Recently, there has been a push in the US to increase semiconductor manufacturing capabilities. Currently, US dependence on foreign entities, like China,  for semi conductors is significant  and could spell disaster if that supply is interrupted because of war, sanctions, or any other conflict.  

A large factor here is Taiwan, which dominates these miconductor market in both research and production. To combat this, many argue that the US needs to increase the domestic population of skilled workers in addition to legislation like the CHIPS Act. This could be done in a myriad of ways, specifically targeted immigration policies that make it easier to get a Visa for high-talent immigrants.  

As the Economic Innovation Group puts it in The Chipmaker’s Visa: A Key Ingredient for CHIPS Act Success, “Congress should open new visa pathways for this industry to recruit talent globally. A targeted 10-year push specific to the chip making industry and its key up stream suppliers will substantially raise the odds that the United States succeeds in its goal of becoming a leading producer of the world’s most advanced chips.” 

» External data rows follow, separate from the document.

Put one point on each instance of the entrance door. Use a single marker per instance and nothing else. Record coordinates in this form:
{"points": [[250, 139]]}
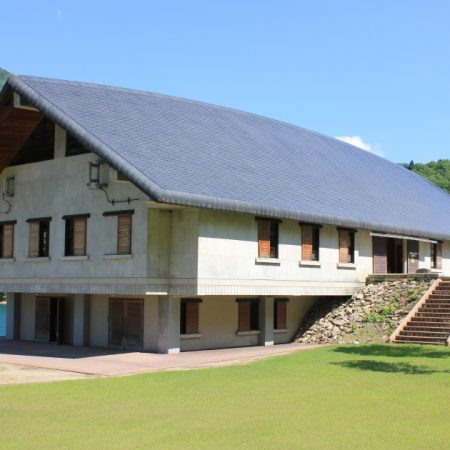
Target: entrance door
{"points": [[126, 320], [49, 319], [413, 256]]}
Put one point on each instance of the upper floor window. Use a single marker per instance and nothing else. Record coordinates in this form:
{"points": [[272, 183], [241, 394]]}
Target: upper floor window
{"points": [[248, 314], [7, 239], [310, 242], [189, 316], [124, 227], [76, 231], [346, 245], [39, 237], [436, 255], [267, 238]]}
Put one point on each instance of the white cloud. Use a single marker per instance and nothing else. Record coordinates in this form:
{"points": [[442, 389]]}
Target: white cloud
{"points": [[358, 142]]}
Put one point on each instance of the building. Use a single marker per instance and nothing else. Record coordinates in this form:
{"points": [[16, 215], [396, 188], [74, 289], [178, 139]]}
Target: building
{"points": [[141, 221]]}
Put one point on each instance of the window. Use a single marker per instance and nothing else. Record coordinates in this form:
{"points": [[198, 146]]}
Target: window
{"points": [[279, 313], [436, 255], [39, 237], [189, 316], [7, 239], [267, 238], [76, 228], [310, 242], [124, 223], [346, 245], [248, 314]]}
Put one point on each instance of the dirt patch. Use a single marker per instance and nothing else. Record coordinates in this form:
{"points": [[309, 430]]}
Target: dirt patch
{"points": [[16, 374]]}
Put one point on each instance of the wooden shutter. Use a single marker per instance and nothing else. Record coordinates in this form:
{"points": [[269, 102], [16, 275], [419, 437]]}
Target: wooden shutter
{"points": [[307, 243], [33, 240], [79, 236], [192, 315], [413, 256], [438, 256], [280, 315], [124, 234], [379, 254], [264, 239], [244, 316], [8, 240], [344, 245]]}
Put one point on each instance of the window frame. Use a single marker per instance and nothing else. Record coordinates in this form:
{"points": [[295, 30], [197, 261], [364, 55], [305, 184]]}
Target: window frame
{"points": [[268, 237], [120, 214], [11, 223], [69, 237], [43, 246], [315, 242]]}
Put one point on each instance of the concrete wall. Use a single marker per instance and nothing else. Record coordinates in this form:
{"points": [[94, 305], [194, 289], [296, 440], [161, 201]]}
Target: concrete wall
{"points": [[218, 324], [59, 187]]}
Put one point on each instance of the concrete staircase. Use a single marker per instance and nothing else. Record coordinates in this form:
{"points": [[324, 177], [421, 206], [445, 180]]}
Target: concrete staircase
{"points": [[429, 320]]}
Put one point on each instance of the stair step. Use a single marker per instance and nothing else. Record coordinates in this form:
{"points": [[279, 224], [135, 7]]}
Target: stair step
{"points": [[411, 341], [412, 327], [421, 338]]}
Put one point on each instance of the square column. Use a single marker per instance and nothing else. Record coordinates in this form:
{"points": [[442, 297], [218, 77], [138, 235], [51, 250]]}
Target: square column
{"points": [[13, 316], [266, 321], [169, 324], [81, 324]]}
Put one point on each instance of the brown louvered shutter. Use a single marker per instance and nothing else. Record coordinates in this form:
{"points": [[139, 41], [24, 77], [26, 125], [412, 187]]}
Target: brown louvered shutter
{"points": [[438, 255], [8, 240], [244, 316], [79, 236], [192, 310], [307, 243], [344, 244], [124, 234], [33, 240], [281, 315], [264, 239]]}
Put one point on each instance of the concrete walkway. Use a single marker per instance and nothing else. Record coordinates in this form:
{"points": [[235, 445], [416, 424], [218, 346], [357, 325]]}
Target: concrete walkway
{"points": [[100, 362]]}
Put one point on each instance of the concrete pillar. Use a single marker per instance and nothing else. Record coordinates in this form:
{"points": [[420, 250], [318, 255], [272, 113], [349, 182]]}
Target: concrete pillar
{"points": [[169, 324], [13, 316], [81, 309], [266, 321]]}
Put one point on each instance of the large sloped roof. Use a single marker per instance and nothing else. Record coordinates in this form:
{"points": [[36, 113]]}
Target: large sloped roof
{"points": [[191, 153]]}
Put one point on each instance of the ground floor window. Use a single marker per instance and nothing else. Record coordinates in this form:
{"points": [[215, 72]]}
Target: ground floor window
{"points": [[279, 313], [248, 314], [189, 316]]}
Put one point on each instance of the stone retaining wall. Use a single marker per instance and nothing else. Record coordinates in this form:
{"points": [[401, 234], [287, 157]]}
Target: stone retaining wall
{"points": [[377, 308]]}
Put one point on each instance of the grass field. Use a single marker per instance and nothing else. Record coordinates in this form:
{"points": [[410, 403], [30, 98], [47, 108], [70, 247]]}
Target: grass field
{"points": [[373, 396]]}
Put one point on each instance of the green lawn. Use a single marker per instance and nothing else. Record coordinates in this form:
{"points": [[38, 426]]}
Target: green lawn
{"points": [[367, 396]]}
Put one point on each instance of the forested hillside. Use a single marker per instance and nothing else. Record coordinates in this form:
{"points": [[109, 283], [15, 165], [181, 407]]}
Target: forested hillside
{"points": [[438, 172]]}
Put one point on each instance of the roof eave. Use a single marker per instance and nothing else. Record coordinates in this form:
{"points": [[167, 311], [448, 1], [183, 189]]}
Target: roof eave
{"points": [[155, 192]]}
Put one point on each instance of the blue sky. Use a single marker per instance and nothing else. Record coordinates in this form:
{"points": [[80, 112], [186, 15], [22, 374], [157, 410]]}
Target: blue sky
{"points": [[377, 71]]}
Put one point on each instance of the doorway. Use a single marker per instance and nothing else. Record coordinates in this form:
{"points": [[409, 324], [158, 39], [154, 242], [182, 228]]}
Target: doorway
{"points": [[126, 320], [49, 319]]}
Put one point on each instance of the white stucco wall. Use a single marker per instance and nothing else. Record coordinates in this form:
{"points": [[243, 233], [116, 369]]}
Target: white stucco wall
{"points": [[59, 187]]}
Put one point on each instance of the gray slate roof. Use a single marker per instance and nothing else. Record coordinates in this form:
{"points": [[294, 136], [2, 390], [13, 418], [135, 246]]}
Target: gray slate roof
{"points": [[186, 152]]}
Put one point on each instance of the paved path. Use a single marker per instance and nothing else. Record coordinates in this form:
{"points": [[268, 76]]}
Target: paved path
{"points": [[93, 361]]}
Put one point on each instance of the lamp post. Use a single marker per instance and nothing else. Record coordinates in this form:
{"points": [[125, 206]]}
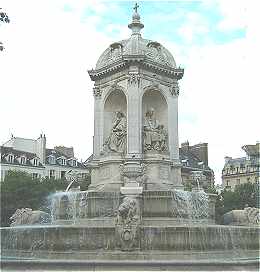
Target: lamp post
{"points": [[3, 19]]}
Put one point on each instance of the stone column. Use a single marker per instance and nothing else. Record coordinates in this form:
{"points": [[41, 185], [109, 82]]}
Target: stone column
{"points": [[97, 123], [134, 147], [174, 137], [173, 129]]}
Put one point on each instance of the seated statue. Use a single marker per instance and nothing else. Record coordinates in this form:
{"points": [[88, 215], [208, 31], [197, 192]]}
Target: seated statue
{"points": [[116, 141], [155, 136], [247, 216]]}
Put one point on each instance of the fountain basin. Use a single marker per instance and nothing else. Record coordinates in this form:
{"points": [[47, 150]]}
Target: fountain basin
{"points": [[32, 240]]}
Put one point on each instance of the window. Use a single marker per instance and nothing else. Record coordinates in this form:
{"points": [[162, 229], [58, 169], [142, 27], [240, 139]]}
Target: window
{"points": [[63, 161], [23, 160], [52, 174], [10, 158], [62, 174], [52, 160], [34, 175]]}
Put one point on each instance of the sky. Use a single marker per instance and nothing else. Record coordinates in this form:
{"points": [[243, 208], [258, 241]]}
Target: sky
{"points": [[51, 44]]}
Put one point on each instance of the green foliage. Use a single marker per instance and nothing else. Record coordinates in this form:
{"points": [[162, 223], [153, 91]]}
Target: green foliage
{"points": [[244, 194], [20, 190]]}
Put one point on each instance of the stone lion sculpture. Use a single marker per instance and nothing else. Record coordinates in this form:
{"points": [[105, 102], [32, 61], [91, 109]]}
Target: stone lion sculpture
{"points": [[27, 216], [247, 216]]}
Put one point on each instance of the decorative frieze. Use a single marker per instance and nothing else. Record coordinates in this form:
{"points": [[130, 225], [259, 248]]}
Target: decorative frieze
{"points": [[134, 78], [97, 92]]}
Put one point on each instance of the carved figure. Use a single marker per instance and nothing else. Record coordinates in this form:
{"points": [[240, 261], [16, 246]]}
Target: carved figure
{"points": [[127, 211], [117, 139], [26, 216], [247, 216], [155, 136]]}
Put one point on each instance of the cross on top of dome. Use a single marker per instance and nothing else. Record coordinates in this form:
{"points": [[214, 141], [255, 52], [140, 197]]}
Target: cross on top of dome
{"points": [[136, 7], [136, 24]]}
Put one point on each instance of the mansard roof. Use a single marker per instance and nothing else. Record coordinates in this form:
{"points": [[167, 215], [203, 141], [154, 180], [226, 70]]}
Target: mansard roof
{"points": [[57, 154], [5, 151], [192, 161]]}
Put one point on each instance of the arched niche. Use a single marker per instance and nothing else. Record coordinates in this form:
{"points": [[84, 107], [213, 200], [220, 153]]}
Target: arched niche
{"points": [[115, 101], [154, 99]]}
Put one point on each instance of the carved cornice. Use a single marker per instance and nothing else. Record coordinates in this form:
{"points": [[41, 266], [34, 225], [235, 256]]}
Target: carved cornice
{"points": [[176, 73], [97, 92], [134, 78]]}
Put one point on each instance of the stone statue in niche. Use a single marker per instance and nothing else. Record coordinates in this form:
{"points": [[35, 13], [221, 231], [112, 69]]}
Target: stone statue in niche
{"points": [[127, 224], [116, 141], [155, 135], [127, 212]]}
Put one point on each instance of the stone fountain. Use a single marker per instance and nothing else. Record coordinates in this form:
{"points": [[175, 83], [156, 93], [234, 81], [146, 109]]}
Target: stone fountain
{"points": [[135, 210]]}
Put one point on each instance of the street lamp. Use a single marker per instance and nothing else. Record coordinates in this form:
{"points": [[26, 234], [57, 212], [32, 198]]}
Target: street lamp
{"points": [[3, 19]]}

This would allow the US to pass the amount of time it would take to cultivate a high-skill domestic workforce. Currently, the US Federal Government is becoming growingly friendly towards industrial policy. This, coupled with the recent growth in foreign semiconductor production, makes this a current issue and one that will only get worse with time. While the specifics of this would be complicated due to current immigration policies and geopolitical trends in east Asia, immigration reform could posture the US to be a commanding presence in the field of semi conductor manufacturing.